When my mom asked whether she should sell some of her GRMN (up 16% yesterday after announcing earnings), I dug deep into the equity options data to see what happened. Were there any clues in the options market where I could have identified this trade?
It turns out there were signs in Garmin's IV term structure and in daily options volume. The volume was six times normal on the day before the move and the term structure was seven times as heavily skewed higher in the front months than normal, even after adjusting for earnings.
This adjustment for earnings is the crux of calculating the expected implied volatility after earnings and seeing the underlying creep in implied that occurred in GRMN in the days before earnings were announced.
In the table above, the day before earnings were announced, option volume was 15,400 total contracts vs an average of 2500 per day and contango at -1.56 vs -0.2 average. Contango is the normal state of monthly implied volatilities when the front months are below the longer dated months. Here, a negative contango or backwardation, is a bright red flag reflecting GRMN's front month volatilities were well above the back months even after adjusting for the earnings effect in IV.

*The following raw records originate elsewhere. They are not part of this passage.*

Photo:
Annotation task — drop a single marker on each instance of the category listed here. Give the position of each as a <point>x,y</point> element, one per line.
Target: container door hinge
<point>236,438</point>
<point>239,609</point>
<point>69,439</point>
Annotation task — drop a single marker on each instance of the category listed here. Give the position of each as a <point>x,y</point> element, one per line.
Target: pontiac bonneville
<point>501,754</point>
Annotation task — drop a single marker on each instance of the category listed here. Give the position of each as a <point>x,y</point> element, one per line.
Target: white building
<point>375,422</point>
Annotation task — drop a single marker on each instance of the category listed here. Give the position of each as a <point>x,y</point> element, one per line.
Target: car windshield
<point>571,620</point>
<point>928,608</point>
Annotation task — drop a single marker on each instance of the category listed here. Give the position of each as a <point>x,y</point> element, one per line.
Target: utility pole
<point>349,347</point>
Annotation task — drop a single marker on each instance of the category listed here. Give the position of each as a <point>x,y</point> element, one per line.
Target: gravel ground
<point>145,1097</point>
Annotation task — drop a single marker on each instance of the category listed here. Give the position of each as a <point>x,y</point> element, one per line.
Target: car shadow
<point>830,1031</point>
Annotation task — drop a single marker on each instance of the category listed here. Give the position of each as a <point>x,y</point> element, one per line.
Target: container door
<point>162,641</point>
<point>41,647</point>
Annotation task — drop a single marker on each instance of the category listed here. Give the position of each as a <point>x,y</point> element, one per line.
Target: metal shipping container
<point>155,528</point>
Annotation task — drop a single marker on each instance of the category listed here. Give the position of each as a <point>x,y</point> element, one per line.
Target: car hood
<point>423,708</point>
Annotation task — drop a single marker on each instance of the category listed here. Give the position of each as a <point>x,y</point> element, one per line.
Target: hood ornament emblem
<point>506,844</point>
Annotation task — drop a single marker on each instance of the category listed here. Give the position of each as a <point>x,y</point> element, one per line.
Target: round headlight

To isolate the ex-earnings implied volatilities, the trick is to iterate through earnings effects until a rational term structure appears. Finding that rational term structure involves constructing a formula based on the square root of time that matches the historical term-structure relationships in the market (a subject of another post). With a formula to fit the monthly IV term structure, the expected implied volatility after earnings can be found by iterating earnings effects until the difference between the rational term structure and the ex-earnings implied volatilities of each month is minimized.
With the earnings effect stripped out, you get a way to compare IVs over time and estimate where the implied might fall after earnings are announced and volatilities settle down.